John L. Esposito analyzes the misapplication of Samuel Huntington’s clash of civilizations in Book Forum:

An irony of the rhetoric Huntington helped to legitimize is that as Western strategists range themselves against a one-note caricature of Islam, most Muslims are gravitating toward a position that does not see the West as monolithic. Moreover, anti-American sentiment among Islamic societies is primarily motivated not by religion and culture but by opposition to American foreign policy—a trend driven home most recently by the Gallup World Poll of 2005–2007. Muslim respondents took dim views of how Tony Blair and George Bush had shaped their respective diplomatic agendas but took far more benign views of Western powers such as France and Germany that dissented from those policies. For example, while 74 percent of Egyptians had unfavorable views of the United States and 69 percent said the same about Britain, only 21 percent felt unfavorably toward France.
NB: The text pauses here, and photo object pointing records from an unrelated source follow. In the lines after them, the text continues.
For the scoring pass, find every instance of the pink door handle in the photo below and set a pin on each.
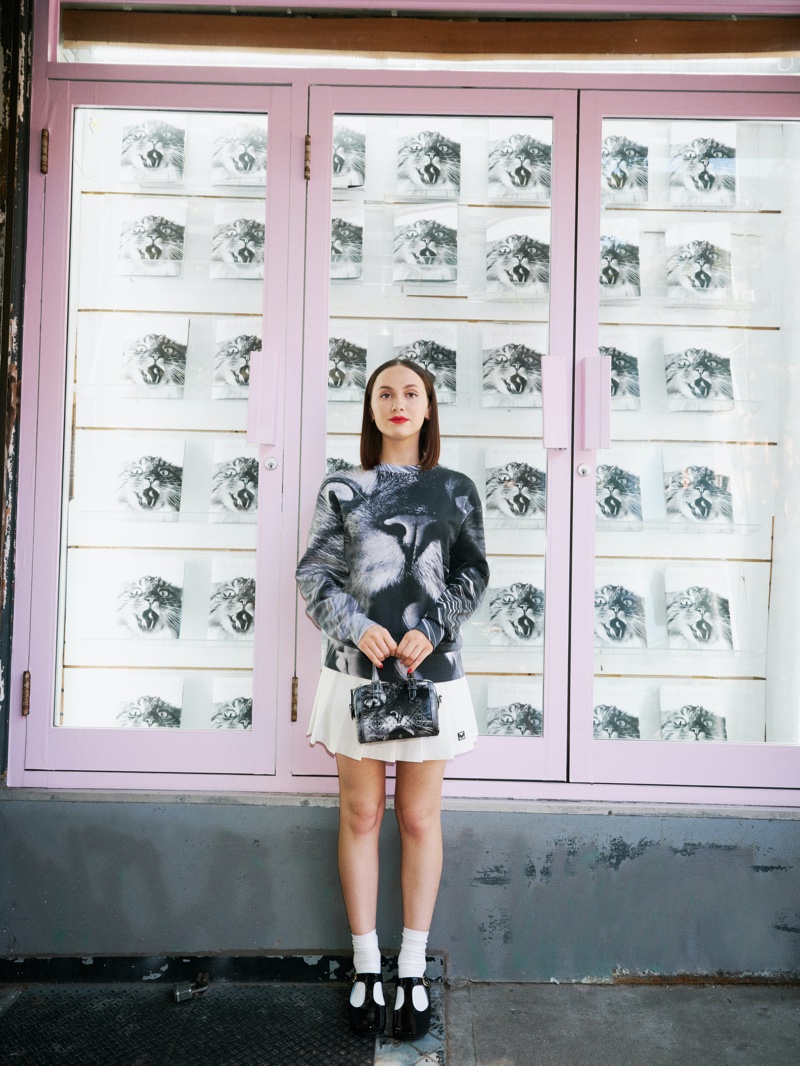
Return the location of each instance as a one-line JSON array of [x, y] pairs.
[[595, 402], [556, 402]]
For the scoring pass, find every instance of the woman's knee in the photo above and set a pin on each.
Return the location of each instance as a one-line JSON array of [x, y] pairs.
[[418, 820], [362, 816]]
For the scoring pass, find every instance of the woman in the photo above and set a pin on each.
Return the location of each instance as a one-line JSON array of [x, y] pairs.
[[395, 563]]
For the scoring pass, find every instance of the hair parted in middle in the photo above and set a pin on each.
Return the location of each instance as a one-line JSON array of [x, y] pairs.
[[430, 445]]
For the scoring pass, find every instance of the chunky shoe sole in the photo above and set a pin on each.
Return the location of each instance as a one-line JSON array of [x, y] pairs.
[[410, 1019], [369, 1017]]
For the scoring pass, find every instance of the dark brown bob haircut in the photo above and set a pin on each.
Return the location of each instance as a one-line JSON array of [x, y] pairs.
[[430, 445]]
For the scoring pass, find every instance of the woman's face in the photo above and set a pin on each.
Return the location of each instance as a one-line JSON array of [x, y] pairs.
[[399, 403]]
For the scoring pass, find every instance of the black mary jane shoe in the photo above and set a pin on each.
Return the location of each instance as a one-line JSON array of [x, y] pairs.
[[408, 1021], [369, 1019]]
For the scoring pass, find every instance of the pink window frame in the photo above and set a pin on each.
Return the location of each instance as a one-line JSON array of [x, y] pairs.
[[654, 762], [544, 758], [48, 73]]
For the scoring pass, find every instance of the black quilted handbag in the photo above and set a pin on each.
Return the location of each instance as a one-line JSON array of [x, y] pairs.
[[395, 710]]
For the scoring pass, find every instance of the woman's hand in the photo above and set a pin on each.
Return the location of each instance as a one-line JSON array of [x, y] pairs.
[[413, 649], [377, 644]]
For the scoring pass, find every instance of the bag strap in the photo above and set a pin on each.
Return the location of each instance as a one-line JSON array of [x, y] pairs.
[[412, 681]]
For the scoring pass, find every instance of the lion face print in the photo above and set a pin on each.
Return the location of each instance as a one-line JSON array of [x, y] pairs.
[[699, 617], [149, 484], [149, 607], [429, 161], [516, 614], [624, 170], [518, 263], [520, 165], [154, 359], [233, 358], [233, 608], [515, 490], [512, 374], [619, 617], [148, 712], [426, 249]]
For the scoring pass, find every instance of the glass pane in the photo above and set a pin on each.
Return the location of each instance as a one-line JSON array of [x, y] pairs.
[[160, 485], [696, 584], [441, 253]]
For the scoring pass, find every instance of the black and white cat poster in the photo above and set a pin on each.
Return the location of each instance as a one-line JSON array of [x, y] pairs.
[[154, 354], [342, 453], [518, 256], [620, 270], [698, 486], [153, 147], [703, 163], [625, 161], [347, 240], [700, 369], [232, 706], [127, 475], [699, 263], [232, 606], [698, 609], [514, 604], [715, 710], [619, 488], [123, 595], [621, 349], [691, 714], [349, 151], [238, 241], [239, 150], [122, 698], [432, 345], [624, 711], [426, 244], [620, 607], [512, 365], [429, 158], [238, 341], [515, 483], [520, 159], [514, 709], [348, 345], [235, 482], [152, 236]]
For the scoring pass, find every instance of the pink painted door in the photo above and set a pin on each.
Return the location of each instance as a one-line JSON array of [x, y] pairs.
[[158, 510], [685, 471], [490, 176]]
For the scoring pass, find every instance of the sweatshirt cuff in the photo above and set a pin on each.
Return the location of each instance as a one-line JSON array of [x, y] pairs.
[[358, 626], [432, 630]]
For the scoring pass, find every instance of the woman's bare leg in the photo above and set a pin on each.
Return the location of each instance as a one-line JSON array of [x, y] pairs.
[[418, 809], [362, 803]]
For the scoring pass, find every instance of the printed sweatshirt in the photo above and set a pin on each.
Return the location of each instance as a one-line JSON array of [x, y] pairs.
[[399, 547]]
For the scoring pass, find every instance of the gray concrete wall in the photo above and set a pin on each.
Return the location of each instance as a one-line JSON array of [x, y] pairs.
[[532, 893]]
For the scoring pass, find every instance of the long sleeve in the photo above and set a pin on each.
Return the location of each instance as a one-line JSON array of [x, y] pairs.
[[322, 575], [466, 579]]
These policy disagreements become especially sharp when we compare Muslims’ perceptions of the United States with their views of its neighbor to the north, Canada—i.e., America without the foreign policy. Sixty-six percent of Kuwaitis in the 2006 survey reported unfavorable views of the United States, while just 3 percent assented to unfavorable descriptions of Canada.

Such sentiments stand in vivid contrast to Huntington’s conclusion that “Islam’s borders are bloody, and so are its innards.” That view explicitly and simplistically attributes bloodshed to the religion of Islam—rather than to the actions of a minority of Muslim terrorists whose primary grievances are political.